The PRE population in the US stands to benefit greatly from various efforts coming out of Spain and assisted by USPRE. We acknowledge the tremendous improvements to the LG-ANCCE and the worldwide image of the PRE horse as a result of the modernization of the breed and its services under ANCCE President Javier Conde. We believe that the new standards for basic approval of breeding stock will continue to improve our bloodlines and educate our breeders. We strongly support the trend toward breeding for purpose, with equal importance given to the morphology focus as well as the sport focus—ideally, they are two sides of one coin. Celebrity horses will continue to appear in both circles, making timely and correct publication of our horses’ successes vital to growth in popularity and education of the greater equestrian community.

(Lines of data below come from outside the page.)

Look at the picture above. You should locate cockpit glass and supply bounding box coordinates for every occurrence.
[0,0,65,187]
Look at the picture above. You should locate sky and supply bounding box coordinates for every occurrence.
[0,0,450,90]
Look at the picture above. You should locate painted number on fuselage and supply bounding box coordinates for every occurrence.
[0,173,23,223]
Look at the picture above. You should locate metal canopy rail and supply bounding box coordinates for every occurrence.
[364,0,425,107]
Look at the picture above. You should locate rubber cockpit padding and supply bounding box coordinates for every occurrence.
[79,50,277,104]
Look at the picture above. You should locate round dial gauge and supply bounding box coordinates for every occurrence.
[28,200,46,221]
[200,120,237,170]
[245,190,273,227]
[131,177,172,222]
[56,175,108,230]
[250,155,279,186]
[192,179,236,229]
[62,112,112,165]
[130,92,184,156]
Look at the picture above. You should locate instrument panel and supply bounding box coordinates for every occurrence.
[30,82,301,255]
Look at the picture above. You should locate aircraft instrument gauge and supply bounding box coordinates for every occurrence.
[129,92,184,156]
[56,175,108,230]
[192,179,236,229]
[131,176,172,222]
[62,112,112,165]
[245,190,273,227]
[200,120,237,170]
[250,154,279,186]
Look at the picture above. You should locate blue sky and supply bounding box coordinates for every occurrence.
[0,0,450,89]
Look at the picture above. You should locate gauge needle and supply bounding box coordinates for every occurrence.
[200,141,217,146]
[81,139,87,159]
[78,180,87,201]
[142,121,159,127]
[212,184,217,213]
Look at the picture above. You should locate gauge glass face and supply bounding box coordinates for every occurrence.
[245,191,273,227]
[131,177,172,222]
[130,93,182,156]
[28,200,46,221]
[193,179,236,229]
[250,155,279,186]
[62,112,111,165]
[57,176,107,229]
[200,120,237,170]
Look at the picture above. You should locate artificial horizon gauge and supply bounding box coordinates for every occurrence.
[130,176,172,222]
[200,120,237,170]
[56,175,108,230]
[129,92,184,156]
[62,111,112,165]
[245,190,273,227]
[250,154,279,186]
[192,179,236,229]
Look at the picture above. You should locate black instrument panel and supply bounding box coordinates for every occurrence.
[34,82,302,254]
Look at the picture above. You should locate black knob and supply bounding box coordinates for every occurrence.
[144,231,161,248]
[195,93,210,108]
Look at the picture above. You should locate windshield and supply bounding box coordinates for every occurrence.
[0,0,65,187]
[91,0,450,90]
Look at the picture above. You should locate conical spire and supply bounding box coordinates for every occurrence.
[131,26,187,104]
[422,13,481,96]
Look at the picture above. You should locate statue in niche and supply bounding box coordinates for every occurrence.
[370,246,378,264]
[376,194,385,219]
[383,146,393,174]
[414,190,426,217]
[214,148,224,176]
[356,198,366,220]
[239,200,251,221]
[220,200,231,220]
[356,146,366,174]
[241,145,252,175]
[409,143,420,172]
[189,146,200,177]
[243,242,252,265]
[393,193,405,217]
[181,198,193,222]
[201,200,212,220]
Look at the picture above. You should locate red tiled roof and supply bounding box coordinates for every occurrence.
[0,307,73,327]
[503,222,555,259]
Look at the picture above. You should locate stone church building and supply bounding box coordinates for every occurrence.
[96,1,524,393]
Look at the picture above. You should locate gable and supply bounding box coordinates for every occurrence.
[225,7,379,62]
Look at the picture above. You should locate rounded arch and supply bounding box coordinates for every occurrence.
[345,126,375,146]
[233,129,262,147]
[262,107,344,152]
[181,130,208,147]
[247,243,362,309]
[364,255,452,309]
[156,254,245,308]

Most recently, USPRE has had the opportunity to become a Founding Sponsor of the Global Dressage Festival in Wellington, Florida. This 10-show series with five CDIs in one location is a revolutionary new concept for the sport and brings together world-class competition to one place for an extended period of time. The series attracted more corporate sponsorship in its first year than any other show series in the US, with the exception of the World Equestrian Games. As a Founding Sponsor, we have the opportunity to have prominent name exposure as well as disseminate our message through a promotional advertising, award and event campaign that runs the entire 12 weeks of the circuit. At the inaugural USPRE event in February 2012, over 400 Wellington equestrians attended a Spanish-themed party and riding demonstration featuring top riders and exciting young PRE athletes. USPRE is currently the only breed association using show sponsorship in this way to reach our target audience, although we have begun to see several of the warmblood associations adopting some of our programs.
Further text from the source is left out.